Publication year - 2014
Publication title -
journal of food process engineering
Language(s) - English
Resource type - Journals
SCImago Journal Rank - 0.507
H-Index - 45
eISSN - 1745-4530
pISSN - 0145-8876
DOI - 10.1111/jfpe.12054
Subject(s) - cluster analysis , segmentation , artificial intelligence , computer science , image segmentation , pattern recognition (psychology) , region growing , automation , image (mathematics) , k means clustering , computer vision , scale space segmentation , engineering , mechanical engineering
A two‐step k‐means clustering technique was used to segment banana images in this study. The first k‐means clustering image segmentation procedure could segment the contours of a banana finger and a banana hand from the background image. Adding the second k‐means clustering could quantify the damage lesions and senescent spots on the banana surface.
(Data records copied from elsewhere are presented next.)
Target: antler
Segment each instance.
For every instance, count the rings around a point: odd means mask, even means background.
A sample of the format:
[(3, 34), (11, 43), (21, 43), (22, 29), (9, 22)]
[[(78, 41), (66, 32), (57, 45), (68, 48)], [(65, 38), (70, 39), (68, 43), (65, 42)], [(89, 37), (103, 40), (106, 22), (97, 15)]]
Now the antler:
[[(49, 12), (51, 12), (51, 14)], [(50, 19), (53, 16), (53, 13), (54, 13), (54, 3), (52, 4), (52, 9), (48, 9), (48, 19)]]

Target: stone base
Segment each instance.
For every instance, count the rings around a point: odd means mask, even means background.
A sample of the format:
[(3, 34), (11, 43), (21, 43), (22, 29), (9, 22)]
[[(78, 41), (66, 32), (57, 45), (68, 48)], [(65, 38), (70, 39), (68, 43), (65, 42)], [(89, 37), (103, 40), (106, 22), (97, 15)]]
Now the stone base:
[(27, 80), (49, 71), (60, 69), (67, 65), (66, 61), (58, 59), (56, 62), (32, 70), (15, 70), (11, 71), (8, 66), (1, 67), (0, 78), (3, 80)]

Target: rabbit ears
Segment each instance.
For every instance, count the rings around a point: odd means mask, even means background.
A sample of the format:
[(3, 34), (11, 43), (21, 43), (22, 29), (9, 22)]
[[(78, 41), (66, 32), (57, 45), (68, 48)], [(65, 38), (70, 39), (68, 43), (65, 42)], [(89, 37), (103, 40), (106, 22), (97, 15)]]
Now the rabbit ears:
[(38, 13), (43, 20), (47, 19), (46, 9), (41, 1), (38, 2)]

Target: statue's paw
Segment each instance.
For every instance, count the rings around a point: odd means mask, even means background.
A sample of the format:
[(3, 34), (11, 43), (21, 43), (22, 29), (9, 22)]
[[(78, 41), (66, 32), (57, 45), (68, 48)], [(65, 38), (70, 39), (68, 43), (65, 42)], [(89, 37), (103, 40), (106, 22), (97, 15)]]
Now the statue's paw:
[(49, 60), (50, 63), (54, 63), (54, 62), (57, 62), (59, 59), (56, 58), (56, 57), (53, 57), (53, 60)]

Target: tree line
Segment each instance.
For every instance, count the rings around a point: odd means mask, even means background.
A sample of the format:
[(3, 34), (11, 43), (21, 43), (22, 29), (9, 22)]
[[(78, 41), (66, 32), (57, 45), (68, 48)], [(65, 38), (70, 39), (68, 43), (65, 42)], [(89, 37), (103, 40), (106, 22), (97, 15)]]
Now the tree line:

The result of the validation test showed that the algorithm was suitable for the flaw extraction of banana finger, and the human visual evaluation of comparison among the original, manual separated and automatic segmented images of banana hand demonstrated the potential of this algorithm for banana hand segmentation. Furthermore, the influences of the other special factors, i.e., the specular reflection and the blurry phenomenon, on the segmentation of various banana images were also discussed in this study. Practical Applications The algorithm based on the double k‐means clustering has a potential for image segmentation of banana fingers and hand under nearly all postharvest situations. This automatic image segmentation algorithm will be beneficial for achieving a comprehensive automation of banana industry.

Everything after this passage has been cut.